Gara dai risvolti piuttosto artigianali: la tv slovena non ha mandato in diretta le immagini, ma la gara era visibile in streaming, tra lunghissimi momenti di buffering però e immagini fisse lunghe minuti. Nel finale si è passati in un secondo dalla coppia Roglic-Pogacar ai 500 metri al solo Roglic, a braccia alzate, sul traguardo. La gara maschile ha poi ripreso, a un certo punto, quella femminile. Per qualche istante ha pedalato nel gruppo degli uomini anche Urska Zigart, la fidanzata di Pogacar, che ha poi chiuso al terzo posto la sua gara, staccata dalle prime due, Ursa Pintar e Spela Kern. Pur essendo la prima corsa Uci dopo la fine del lockdown, l’atmosfera è sembrata quella di sempre: niente contingentamento del pubblico all’arrivo, ad esempio.

Per le corse di un giorno, sarà obbligatorio un tampone negativo entro 10 giorni prima della gara o 72 ore prima di arrivare in ritiro. Per le corse a tappe, tampone tre giorni prima. Entro 72 ore dall’inizio di una corsa a tappe, atleti e staff dovranno fare un secondo tampone. Solo se saranno negativi, i corridori e lo staff potranno far parte della “bolla protetta” di squadra, che andrà a unirsi alle altre e a formare la “bolla di gruppo”. Giornalisti e addetti ai lavori dovranno seguire percorsi dedicati.

Nel piano Uci è sottolineato come ogni manifestazione debba indicare un “Covid Manager”: uno specialista in materia di malattie infettive, interno all’organizzazione dell’evento. Probabilmente il medico ufficiale di corsa o comunque un sanitario al seguito della gara. Altro aspetto importante è la collocazione delle squadre in hotel prima e dopo la corsa: ogni team avrà almeno un piano dell’hotel dedicato. Per le corse a tappe sarà prevista una stanza per ogni squadra per l’isolamento di un eventuale positivo. Prima delle gare l’Uci consiglia test sierologici per corridori e uomini dello staff. In caso di elevata presenza di anticorpi, il corridore avrà un “certificato di immunità” per il resto della stagione.

Dal punto di vista dei villaggi di partenza e arrivo, gli spettatori sono ammessi ma contingentati e distanziati in base alle norme di ogni paese.
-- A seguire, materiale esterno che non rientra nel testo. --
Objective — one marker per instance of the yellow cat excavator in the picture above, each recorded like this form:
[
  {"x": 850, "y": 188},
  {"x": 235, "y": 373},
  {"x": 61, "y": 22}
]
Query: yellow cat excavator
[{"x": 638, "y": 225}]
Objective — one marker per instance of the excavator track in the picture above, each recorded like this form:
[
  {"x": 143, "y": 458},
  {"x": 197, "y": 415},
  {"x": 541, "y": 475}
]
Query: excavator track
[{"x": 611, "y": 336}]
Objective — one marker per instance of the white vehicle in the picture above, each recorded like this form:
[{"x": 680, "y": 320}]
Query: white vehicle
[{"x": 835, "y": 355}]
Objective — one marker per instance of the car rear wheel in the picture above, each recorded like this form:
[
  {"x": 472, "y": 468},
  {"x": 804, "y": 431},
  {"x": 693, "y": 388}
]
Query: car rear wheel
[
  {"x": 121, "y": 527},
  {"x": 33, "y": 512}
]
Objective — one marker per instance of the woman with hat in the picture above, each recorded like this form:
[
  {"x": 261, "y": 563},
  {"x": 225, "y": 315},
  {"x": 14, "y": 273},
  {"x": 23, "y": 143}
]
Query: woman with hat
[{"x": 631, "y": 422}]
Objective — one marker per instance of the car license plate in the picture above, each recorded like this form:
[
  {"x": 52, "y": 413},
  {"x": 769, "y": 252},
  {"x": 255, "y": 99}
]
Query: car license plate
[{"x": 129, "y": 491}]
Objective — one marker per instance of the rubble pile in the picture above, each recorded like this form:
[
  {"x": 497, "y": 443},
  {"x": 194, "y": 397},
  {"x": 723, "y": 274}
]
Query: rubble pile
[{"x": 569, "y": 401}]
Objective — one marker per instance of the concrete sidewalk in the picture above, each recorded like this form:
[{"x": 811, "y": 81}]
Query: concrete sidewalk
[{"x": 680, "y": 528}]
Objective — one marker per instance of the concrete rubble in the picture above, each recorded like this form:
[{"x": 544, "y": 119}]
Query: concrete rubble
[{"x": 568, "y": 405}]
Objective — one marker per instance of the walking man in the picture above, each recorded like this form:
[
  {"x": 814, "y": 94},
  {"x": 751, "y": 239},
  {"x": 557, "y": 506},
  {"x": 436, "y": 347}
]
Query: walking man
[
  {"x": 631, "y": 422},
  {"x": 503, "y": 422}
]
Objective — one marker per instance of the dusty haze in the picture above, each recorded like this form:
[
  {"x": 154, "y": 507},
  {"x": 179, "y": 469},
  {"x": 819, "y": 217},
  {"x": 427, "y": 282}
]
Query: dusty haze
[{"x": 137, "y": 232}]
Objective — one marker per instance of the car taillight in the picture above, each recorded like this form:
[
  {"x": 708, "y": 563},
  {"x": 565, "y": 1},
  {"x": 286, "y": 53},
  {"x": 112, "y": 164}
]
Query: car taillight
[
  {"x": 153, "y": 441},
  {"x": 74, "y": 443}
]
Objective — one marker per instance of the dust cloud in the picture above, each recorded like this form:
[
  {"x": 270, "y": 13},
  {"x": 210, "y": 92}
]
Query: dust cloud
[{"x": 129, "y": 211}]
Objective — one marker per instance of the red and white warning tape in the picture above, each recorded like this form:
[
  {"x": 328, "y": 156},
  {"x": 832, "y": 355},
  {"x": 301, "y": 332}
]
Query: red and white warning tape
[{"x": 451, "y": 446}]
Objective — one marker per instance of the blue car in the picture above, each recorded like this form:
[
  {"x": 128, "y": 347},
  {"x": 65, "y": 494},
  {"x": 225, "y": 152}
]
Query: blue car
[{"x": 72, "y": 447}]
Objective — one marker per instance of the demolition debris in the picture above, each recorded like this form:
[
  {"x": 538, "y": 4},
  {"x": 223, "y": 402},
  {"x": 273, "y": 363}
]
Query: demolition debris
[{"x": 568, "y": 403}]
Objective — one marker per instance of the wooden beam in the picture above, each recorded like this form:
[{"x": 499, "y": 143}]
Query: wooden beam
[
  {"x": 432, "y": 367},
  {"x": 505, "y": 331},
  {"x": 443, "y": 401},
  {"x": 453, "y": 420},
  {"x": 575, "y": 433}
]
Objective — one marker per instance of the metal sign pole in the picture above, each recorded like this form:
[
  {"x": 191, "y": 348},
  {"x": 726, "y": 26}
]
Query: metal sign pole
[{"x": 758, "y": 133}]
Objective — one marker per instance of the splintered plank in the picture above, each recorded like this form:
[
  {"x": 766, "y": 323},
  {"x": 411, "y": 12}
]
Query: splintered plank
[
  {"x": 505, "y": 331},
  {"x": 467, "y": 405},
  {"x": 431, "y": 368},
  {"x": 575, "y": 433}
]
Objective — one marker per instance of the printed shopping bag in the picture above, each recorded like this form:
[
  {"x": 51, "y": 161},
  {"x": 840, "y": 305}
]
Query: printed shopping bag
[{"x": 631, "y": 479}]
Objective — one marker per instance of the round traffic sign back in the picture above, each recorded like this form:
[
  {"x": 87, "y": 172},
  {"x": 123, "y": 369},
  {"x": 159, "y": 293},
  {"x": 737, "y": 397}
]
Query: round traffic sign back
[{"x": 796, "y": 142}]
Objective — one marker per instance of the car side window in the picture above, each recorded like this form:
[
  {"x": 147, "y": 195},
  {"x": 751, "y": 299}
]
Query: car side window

Va incoraggiato l’uso della mascherina ed è fondamentale la distanza con gli atleti. Durante le corse a tappe, andranno seguiti e controllati strettamente i sintomi riconducibili al coronavirus. La gestione di un caso positivo sarà svolta “in accordo con le autorità sanitarie locali”. Le premiazioni saranno svolti con fotografi e pubblico contingentati e maglie da indossare self-service.